We were freshly awake and cuddling contentedly in our bed this morning, Bevan and moi, when we exchanged the following words about poop.

Bevan: I've gotta go to the bathroom.

Me: No, you can't get up yet!

Bevan: I'm sorry but I can't help it, I'm like clockwork.

Me: A clockwork brown.

Bevan: A clockwork turd!

A full minute of raucous, uncontrollable laughter ensued.

Me (catching my breath): That was dumb.

Wearing His Truth

We're enjoying nightcaps at the Midnight Sun in the Castro right now, B, Dan, Jim, Mario, Steve and I, where a few minutes ago I felt an unflappable compulsion to ask the handsome gentleman seated a few tables over from us if he would kindly trade shirts with me. Although he politely declined, he did allow me to take a picture with him and the shirt I was coveting.

Praise For "Bevan in a Onesie"

Earlier this week B asked if I'd join him on the sofa for a little Gilmore Girls action and I said I had stuff to do but that I'd be willing to set that stuff aside and watch with him under one condition—if we did so in onesies.

Although he wasn't jazzed about the idea of squeezing into a pair of my pajamas initially, his love for the peculiar population of Stars Hollow (he's secretly got the hots for Kirk) won out and in the end he relented.

While he was caught up in the episode (the one where Dean dumps Rory at the 24-hour dance-off in front of the whole town) I surreptitiously snapped the above photo and uploaded it to this web log and the next day the following Gchat convo between myself and my friend Kari took place.

For whatever reason our exchange made me think that Bevan's reluctance to wear a onesie would make a good kid's book and that Kari's comments would work well as the quotes on the back of the book's jacket and then all of a sudden Photoshop was open on my desktop and, well, this happened.

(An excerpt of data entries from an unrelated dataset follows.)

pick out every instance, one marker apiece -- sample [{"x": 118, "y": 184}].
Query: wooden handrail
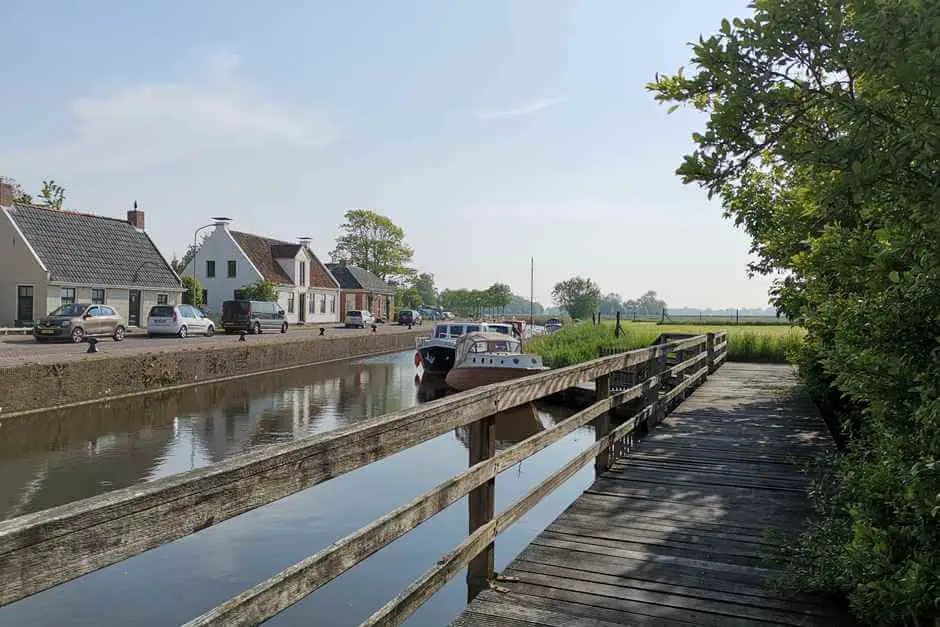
[{"x": 40, "y": 550}]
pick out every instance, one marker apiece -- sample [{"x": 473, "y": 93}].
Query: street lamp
[{"x": 196, "y": 250}]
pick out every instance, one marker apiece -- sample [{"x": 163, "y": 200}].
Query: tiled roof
[
  {"x": 264, "y": 252},
  {"x": 356, "y": 278},
  {"x": 92, "y": 250}
]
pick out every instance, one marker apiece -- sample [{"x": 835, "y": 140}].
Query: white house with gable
[{"x": 228, "y": 260}]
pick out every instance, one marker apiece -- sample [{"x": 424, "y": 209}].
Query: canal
[{"x": 63, "y": 456}]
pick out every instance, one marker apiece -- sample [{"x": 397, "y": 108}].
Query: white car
[
  {"x": 358, "y": 318},
  {"x": 181, "y": 320}
]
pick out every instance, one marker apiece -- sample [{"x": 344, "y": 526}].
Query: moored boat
[{"x": 484, "y": 358}]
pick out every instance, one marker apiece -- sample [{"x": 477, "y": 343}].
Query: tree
[
  {"x": 822, "y": 140},
  {"x": 192, "y": 291},
  {"x": 372, "y": 241},
  {"x": 19, "y": 195},
  {"x": 260, "y": 290},
  {"x": 52, "y": 194},
  {"x": 424, "y": 283},
  {"x": 577, "y": 296}
]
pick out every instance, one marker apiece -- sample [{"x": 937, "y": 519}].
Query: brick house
[
  {"x": 360, "y": 289},
  {"x": 51, "y": 257}
]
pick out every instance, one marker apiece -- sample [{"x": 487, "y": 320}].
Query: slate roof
[
  {"x": 92, "y": 250},
  {"x": 356, "y": 278},
  {"x": 264, "y": 253}
]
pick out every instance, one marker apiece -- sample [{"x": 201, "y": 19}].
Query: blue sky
[{"x": 491, "y": 130}]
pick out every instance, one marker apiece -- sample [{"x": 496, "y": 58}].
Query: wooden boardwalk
[{"x": 677, "y": 531}]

Unfortunately, I don't have any valuable takeaways from whatever this post was about except maybe that my Photoshop skills aren't as sharp as they once were and also that apparently people in Canada will be fine paying a massive premium for a copy of my made-up book about a grown man whose much-younger boyfriend manipulated him into dressing up like an elephant to watch a television show that went off the air a decade ago.